Quantum yield of photosynthesis (ϕ) expresses the efficiency of phytoplankton carbon fixation given certain amount of absorbed light. This photophysiological parameter is key to obtaining reliable estimates of primary production (PPsat) in the ocean based on remote sensing information. Several works have shown that ϕ changes temporally, vertically, and horizontally in the ocean. One of the primary factors ruling its variability is light intensity and thereby, it can be modeled as a function of Photosynthetically Available Radiation (PAR). We estimated ϕ utilizing long time-series collected in the North Subtropical Oligotrophic Gyres, at HOT and BATS stations (Pacific and Atlantic oceans, respectively). Subsequently the maximum quantum yield (ϕm) and Kϕ (PAR value at half ϕm) were calculated. Median ϕm values were ~0.040 and 0.063 mol C mol photons-1 at HOT and BATS, respectively, with higher values in winter. Kϕ values were ~8.0 and 10.8 mol photons m-2 d-1 for HOT and BATS, respectively. Seasonal variability in Kϕ showed its peak in summer. Dynamical parameterizations for both regions are indicated by their temporal behaviors, where ϕm is related to temperature at BATS while Kϕ to PAR, in both stations. At HOT, ϕm was weakly related to temperature and its median annual value was used for the whole data series. Differences in the study areas, even though both belong to Subtropical Gyres, reinforced the demand for regional parameterizations in PPsat models. Such parameterizations were finally included in a PPsat model based on phytoplankton absorption (PPsat-aphy-based), where results showed that the PPsat-aphy-based model coupled with dynamical parameterization improved PPsat estimates.

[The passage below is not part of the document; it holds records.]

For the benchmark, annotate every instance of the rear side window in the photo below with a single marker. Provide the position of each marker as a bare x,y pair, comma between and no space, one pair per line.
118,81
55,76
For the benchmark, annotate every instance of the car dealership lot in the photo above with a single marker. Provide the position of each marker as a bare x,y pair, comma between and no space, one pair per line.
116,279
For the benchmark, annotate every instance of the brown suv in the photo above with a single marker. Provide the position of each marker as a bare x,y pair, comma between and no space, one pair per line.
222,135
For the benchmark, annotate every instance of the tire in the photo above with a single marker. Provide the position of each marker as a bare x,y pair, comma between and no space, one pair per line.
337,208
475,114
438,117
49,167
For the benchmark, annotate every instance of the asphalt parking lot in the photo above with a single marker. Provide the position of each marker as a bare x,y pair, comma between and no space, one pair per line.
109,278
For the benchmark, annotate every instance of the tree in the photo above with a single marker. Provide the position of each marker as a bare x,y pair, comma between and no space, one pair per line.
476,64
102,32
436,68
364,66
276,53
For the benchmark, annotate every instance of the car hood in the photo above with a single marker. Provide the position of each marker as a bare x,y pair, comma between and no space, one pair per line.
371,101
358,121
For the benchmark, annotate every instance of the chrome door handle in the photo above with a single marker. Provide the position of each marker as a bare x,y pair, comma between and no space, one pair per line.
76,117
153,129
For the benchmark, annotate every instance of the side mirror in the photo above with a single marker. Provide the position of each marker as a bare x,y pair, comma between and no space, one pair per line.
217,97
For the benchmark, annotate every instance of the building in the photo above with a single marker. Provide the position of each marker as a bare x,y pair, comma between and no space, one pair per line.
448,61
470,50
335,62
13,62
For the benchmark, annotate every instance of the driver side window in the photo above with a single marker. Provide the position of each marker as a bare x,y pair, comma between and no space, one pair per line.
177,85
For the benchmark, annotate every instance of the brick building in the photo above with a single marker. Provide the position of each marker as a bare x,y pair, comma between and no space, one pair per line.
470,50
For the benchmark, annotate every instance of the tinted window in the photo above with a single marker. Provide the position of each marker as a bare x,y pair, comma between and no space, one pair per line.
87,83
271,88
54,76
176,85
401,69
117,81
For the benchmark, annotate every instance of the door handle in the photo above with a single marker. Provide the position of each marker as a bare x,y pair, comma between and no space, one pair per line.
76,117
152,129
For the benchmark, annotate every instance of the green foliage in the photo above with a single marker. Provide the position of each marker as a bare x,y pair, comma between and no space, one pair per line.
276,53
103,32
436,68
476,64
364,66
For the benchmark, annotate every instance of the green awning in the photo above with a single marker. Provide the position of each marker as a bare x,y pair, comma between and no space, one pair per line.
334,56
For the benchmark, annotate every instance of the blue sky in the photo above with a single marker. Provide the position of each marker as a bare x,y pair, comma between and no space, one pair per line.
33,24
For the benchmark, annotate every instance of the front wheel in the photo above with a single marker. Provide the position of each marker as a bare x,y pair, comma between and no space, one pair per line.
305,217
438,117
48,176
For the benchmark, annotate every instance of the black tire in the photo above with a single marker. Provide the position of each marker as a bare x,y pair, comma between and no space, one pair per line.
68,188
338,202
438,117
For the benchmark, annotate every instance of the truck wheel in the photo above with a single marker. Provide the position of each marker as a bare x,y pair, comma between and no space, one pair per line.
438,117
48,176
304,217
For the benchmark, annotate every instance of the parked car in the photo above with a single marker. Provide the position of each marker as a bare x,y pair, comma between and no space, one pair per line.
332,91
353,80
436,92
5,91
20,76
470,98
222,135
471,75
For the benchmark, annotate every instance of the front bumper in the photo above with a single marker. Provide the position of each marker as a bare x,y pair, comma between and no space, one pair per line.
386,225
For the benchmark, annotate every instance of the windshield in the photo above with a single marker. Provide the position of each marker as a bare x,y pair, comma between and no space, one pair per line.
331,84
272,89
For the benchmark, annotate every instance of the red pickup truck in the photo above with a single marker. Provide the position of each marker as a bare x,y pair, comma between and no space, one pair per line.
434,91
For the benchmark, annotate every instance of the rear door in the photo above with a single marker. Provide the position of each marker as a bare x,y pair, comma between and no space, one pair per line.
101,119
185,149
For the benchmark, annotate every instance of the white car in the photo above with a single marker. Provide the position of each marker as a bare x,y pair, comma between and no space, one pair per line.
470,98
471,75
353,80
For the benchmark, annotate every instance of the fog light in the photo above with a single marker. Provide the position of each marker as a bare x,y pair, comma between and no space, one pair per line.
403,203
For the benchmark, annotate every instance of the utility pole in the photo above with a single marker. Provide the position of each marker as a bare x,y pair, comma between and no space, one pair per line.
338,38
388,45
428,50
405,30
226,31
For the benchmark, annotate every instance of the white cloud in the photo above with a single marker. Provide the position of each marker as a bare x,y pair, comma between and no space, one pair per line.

Compared with PPsat estimates from the widely used VGPM, a model based on chlorophyll concentration (PPsat-chl-based), PPsat-aphy-based reduced model-measurement differences from ~62.8 to ~8.3% at HOT, along with well-matched seasonal cycle of PP (R2 = 0.76). There is not significant reduction in model-measurement differences between PPsat-chl-based and PPsat-aphy-based PP at BATS though (37.8 vs. 36.4%), but much better agreement in seasonal cycles with PPsat-aphy-based (R2 increased from 0.34 to 0.71). Our results point to improved estimation of PPsat by parameterized quantum yield along with phytoplankton absorption coefficient at the core.